Ренни хотела рассказать Джейку о человеке с веревкой. Но это было бы низко и нечестно с ее стороны, и ничего, кроме чувства вины, не вызвало бы у Джейка, поэтому Ренни отказалась от этой мысли. Богатое воображение Джейка немедленно бы подсказало картину рычащего чудовища на четвереньках.
Он всегда соблюдал дистанцию между игрой и реальностью. Он говорил, что есть желание и есть необходимость. И никогда не смешивал их, а Ренни это не удавалась.
Ренни не произнесла ни слова, не сорвалась с места, не бросилась Джейку на шею, они не стали обмениваться рукопожатием.
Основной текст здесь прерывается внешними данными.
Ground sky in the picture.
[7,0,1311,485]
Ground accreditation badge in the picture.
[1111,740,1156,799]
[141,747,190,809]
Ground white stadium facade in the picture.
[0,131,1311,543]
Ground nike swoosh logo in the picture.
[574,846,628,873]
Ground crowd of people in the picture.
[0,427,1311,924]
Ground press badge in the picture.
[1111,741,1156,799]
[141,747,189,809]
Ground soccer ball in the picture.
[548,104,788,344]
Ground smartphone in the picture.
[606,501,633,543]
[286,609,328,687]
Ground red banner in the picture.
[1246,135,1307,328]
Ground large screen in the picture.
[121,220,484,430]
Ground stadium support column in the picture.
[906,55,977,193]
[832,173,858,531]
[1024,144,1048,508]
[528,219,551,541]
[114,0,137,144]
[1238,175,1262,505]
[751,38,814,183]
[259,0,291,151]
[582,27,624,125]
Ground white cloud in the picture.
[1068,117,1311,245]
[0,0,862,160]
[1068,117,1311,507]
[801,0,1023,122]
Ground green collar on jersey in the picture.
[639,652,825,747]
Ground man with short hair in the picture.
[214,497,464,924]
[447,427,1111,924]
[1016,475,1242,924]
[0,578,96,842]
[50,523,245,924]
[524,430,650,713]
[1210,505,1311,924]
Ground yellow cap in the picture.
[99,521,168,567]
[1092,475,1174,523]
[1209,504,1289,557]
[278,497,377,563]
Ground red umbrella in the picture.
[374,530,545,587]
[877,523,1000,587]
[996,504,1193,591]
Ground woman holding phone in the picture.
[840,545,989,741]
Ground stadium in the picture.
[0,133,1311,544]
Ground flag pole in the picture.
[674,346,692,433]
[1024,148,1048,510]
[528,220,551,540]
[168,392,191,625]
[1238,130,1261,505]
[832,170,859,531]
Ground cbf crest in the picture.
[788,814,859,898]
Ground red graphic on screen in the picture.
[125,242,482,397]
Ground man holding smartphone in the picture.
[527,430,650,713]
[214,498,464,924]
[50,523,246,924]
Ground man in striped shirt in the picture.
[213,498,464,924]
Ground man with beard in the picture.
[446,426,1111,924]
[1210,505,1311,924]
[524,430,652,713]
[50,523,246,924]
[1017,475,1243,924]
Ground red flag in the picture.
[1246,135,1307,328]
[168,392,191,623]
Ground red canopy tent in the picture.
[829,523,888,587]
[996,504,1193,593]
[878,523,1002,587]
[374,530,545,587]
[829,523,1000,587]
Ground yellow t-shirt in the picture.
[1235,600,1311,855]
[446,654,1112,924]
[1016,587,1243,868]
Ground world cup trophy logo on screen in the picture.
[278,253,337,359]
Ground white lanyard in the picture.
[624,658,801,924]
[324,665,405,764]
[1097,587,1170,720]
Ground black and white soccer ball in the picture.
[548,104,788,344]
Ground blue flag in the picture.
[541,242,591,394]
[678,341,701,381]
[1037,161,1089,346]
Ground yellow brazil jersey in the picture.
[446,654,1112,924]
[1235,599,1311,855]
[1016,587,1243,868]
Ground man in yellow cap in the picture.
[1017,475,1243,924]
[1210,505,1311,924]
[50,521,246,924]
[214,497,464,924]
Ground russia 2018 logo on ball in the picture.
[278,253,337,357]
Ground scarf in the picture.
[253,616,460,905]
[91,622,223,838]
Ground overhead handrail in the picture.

Она не хотела от него ни жалости, ни сострадания, ни милости, поэтому просто продолжала сидеть за столом, судорожно обхватив чашечку с кофе, как будто это оголенные провода, и не шевелилась, словно ее парализовало. Можно ли назвать ее состояние горем, отчаянием, искренна ли она в своих переживаниях? Что с ними станется, во что они превратятся, эти два мертвеца, без желаний, без жажды тепла и участия, что она должна чувствовать, как ей быть, что можно поделать? Она сжала руки, чтобы унять дрожь. Этот жест запомнился ей у бабушки, когда та склонялась над безжизненной рождественской индейкой, шепча молитву.
— Будь здорова, — бросил Джейк на прощанье…
Он не мог допустить, что она не поправится. Иначе никогда не позволил бы себе такое издевательское напутствие. Такие шутки неуместны и недостойны.
На следующее утро после окончательного ухода Джейка, Ренни не спешила вставать. Зачем? Она лежала в постели, думая о Дэниэле. Она терялась в догадках относительно его, человек лишенный всякого воображения, настолько приземленный, настолько нормальный, что это было выше ее понимания. Размышления о Дэниэле убаюкивали Ренни, как будто сидишь и сосешь палец. Ренни рисовала в своем воображении картинку, как Дэниэл просыпается, переворачивается, встает, включает будильник, занимается любовью со своей беременной женой, чье лицо Ренни, как ни старалась, не могла представить. Дэниэл, конечно, бережен и заботлив, но все таинство совершается как-то скомкано, впопыхах, в спешке, из-за раннего часа, из-за того, что у него впереди еще куча дел, день расписан по минутам. Его жена не кончает, но оба они не делают из этого трагедии, все в порядке вещей, они к этому привыкли, им это не мешает любить друг друга. Когда-нибудь, в другой раз, когда у Дэниэла будет побольше времени, она обязательно кончит. Потом наспех ополоснуться, проглотить чашечку кофе, крепкого, без сахара, предусмотрительно поданного женой прямо в ванную, изучить свое изображение в зеркале, пока бреется, — и при этом нимало не заботясь о том, какое впечатление это должно производить на жену; Дэниэл одевается в свои строгие, изысканные, несколько старомодные одежды, зашнуровывает ботинки.